Just finished reading
William Taubman's Gorbachev. It's a good book, as a winner of the Pulitzer should be. The focus is, of course, on political history. I don't remember any great surprises that weren't fairly clear in the newspapers of the time, except for the closeness of Mikhail and his wife and family. Yes, he faced a lot of opposition over the years, from both liberals who wanted to go further and differently and conservatives who didn't want to change the system in which they had prospered. Yes, he maneuvered back and forth first to rise to power and then to maintain his power while trying to move the country towards his goals, which turned out to be a liberal social democracy (though that seems to have been a post facto realization.
Taubman writes well, seems to have interviewed those Soviet figures still living, and doesn't force his conclusions. He reports differing assessments from friends and foes, including a number of people who began as allies and ended disappointed and disaffected.

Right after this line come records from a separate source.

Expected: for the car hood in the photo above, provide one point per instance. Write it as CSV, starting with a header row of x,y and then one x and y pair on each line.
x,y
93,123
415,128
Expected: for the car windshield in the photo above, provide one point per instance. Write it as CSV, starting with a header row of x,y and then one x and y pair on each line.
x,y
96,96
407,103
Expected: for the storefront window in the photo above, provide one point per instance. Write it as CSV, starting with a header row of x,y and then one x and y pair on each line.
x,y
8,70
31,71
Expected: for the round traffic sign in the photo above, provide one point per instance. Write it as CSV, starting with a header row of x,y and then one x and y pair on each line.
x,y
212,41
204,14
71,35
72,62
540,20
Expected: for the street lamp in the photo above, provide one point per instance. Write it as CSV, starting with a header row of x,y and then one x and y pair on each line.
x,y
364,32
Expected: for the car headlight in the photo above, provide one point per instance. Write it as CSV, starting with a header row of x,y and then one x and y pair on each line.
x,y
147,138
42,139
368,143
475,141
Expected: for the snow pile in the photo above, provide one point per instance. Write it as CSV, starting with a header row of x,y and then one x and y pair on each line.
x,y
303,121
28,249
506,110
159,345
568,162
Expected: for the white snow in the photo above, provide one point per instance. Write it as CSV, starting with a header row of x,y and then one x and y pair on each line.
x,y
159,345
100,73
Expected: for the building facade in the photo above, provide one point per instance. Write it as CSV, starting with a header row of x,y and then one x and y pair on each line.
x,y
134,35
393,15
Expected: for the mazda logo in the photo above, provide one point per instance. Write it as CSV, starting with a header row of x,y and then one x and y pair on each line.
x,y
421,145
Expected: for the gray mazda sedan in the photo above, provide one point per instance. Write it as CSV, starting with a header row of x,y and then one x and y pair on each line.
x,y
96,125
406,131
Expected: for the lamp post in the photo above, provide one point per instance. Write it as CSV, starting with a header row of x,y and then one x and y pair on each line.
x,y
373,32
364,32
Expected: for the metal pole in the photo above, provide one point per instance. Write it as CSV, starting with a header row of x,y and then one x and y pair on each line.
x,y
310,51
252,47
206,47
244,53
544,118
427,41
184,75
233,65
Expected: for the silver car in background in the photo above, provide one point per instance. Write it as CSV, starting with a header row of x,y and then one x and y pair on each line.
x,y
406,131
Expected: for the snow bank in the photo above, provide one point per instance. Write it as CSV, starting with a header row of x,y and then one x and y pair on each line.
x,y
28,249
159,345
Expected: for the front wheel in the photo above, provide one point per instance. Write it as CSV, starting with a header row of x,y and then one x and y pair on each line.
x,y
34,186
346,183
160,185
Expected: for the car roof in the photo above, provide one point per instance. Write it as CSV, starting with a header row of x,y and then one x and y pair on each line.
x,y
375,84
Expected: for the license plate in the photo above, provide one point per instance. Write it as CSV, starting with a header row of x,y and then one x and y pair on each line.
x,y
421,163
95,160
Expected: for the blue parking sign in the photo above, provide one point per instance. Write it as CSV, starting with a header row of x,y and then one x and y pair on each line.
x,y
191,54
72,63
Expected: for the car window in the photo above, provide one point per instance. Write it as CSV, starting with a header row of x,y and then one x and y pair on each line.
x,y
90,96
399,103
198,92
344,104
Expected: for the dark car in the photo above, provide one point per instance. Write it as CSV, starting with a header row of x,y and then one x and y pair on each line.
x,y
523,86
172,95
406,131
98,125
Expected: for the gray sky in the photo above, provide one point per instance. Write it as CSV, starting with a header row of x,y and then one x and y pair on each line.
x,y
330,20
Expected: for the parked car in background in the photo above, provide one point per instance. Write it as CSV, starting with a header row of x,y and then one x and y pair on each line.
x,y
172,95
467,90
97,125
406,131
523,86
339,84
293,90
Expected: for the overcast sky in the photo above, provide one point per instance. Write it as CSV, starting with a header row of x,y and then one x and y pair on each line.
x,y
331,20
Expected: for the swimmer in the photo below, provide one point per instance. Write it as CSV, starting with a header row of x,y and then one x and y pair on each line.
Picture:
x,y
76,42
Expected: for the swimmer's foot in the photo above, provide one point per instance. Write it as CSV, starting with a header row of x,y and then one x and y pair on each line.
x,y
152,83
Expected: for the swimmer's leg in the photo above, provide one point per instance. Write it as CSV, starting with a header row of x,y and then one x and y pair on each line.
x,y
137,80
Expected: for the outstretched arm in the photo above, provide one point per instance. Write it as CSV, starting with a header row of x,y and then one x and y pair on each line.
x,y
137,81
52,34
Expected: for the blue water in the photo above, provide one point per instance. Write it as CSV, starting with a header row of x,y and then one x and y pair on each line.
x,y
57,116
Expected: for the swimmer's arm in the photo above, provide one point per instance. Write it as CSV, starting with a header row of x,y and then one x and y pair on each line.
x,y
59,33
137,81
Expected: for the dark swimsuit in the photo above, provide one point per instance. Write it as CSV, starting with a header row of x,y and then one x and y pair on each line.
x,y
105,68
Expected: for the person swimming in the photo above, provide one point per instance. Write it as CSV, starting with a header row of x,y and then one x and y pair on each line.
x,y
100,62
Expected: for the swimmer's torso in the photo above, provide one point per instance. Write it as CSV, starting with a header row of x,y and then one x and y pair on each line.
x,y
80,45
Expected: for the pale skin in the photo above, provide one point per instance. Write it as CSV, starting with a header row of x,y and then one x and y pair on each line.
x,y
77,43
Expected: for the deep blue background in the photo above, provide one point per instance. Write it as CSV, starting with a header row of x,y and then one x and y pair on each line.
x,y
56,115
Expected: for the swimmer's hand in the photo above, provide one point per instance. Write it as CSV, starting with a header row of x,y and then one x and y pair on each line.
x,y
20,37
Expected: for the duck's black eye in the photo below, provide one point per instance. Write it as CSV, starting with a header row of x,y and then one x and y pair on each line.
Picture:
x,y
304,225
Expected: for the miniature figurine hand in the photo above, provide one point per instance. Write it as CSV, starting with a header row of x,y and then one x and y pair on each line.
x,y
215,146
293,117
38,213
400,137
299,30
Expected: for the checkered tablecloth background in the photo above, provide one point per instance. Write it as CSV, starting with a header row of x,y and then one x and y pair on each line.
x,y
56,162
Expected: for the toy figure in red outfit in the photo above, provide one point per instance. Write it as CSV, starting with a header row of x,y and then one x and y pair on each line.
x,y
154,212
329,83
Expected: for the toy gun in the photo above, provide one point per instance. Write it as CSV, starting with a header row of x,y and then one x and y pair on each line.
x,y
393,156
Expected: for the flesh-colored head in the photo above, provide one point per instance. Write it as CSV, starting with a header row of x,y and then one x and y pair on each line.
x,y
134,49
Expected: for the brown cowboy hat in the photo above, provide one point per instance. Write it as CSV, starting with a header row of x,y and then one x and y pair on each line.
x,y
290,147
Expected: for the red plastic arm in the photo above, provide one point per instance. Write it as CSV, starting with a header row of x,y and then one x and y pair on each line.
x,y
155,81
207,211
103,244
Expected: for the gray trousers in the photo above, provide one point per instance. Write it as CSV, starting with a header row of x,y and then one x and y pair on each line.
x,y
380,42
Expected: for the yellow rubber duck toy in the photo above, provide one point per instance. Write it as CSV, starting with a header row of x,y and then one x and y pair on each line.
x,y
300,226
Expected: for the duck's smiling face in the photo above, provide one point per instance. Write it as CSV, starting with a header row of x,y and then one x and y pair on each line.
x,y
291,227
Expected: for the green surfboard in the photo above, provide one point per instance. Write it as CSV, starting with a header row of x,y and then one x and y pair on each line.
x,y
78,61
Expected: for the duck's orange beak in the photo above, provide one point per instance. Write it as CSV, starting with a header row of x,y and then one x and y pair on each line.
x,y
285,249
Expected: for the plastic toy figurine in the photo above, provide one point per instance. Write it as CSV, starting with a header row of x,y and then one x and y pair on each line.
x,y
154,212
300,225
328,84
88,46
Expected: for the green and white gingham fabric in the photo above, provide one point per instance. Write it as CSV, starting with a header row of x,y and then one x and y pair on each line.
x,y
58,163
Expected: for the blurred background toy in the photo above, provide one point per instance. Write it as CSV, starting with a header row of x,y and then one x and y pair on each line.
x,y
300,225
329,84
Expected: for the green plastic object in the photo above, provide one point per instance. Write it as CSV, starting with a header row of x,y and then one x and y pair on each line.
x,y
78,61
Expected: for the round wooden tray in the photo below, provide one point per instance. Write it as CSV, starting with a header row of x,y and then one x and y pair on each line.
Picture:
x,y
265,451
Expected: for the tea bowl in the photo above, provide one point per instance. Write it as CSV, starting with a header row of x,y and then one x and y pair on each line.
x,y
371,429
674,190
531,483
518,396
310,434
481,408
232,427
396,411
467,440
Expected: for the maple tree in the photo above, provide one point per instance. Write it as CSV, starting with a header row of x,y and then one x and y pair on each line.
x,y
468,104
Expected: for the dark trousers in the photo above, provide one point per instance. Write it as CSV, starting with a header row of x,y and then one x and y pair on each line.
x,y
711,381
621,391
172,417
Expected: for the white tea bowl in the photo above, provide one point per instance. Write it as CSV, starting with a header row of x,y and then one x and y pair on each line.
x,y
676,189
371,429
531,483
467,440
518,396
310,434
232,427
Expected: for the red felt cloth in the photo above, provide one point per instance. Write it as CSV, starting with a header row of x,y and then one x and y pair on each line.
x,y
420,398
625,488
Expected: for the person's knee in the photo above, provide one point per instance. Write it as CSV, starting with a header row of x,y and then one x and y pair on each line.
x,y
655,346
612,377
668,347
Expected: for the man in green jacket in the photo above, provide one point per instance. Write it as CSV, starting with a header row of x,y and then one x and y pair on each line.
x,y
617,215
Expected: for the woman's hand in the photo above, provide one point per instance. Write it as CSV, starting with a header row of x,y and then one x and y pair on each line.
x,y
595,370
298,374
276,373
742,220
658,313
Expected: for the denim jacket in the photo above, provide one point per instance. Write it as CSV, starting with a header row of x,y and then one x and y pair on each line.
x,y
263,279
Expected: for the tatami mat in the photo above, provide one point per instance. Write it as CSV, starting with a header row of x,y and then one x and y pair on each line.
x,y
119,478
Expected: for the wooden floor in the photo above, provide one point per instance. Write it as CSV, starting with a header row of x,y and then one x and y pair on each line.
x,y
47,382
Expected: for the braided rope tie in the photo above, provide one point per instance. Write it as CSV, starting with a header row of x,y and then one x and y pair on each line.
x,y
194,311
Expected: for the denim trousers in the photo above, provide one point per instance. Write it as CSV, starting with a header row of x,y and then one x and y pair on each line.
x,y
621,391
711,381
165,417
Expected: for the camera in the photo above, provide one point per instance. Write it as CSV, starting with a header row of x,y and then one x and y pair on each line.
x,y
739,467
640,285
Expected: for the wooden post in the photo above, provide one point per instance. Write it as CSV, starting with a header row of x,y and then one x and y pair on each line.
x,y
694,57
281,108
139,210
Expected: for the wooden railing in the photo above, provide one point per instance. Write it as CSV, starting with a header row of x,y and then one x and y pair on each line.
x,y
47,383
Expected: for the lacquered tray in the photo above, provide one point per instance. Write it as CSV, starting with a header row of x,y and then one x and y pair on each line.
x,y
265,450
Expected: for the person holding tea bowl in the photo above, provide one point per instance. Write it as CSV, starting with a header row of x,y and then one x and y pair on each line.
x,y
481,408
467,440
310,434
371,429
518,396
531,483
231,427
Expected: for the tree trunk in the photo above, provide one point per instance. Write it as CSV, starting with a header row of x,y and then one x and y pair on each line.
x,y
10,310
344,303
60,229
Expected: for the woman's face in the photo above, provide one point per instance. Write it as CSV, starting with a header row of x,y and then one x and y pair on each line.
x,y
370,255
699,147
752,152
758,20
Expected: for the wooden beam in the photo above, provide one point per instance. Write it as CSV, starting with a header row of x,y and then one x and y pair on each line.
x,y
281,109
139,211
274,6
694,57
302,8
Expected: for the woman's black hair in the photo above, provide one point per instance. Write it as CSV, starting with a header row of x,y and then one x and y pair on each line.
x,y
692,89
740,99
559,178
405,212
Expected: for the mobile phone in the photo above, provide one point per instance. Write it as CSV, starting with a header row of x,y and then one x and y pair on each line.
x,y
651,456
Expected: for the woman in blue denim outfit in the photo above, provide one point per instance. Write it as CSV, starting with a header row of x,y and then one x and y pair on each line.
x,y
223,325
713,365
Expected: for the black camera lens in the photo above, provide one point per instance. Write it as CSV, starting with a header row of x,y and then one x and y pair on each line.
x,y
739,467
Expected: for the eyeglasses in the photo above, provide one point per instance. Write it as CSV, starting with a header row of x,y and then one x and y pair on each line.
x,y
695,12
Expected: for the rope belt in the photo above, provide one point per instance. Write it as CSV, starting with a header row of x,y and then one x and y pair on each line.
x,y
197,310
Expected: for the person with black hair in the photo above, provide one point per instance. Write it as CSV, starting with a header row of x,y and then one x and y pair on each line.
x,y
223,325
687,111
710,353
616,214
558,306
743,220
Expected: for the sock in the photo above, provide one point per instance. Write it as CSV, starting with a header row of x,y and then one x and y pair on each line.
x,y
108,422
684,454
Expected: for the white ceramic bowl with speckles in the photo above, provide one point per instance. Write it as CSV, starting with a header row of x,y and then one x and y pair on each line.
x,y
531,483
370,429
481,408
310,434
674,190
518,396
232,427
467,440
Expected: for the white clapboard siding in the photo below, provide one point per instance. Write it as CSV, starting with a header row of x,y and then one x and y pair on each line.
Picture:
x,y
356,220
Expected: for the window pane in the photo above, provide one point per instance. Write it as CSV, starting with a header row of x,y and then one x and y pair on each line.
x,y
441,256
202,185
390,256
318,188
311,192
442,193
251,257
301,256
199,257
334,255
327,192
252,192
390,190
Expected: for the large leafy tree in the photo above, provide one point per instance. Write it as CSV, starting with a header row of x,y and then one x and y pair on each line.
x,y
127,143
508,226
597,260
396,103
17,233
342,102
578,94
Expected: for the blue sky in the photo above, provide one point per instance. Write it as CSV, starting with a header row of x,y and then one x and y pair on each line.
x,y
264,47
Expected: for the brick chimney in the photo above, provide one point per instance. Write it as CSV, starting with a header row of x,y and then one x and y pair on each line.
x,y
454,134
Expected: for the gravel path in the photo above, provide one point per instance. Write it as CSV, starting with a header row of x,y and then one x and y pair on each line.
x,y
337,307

I, as I suspect most American readers would be, was most interested in his foreign policy and dealings with other world leaders. He got on well with his counterparts, from Thatcher and Reagan, Mitterand and Kohl, to Bush. The glimpse of Thatcher through Soviet eyes was particularly interesting. Taubman's assessment of the Bush approach to Gorbachev is mixed: Bush's personality and upbringing meant he eased Gorbachev's way, but it also meant he perhaps missed a chance to push events in a better direction, one which might have averted our current state of hostility between Russia and the U.S., but who knows?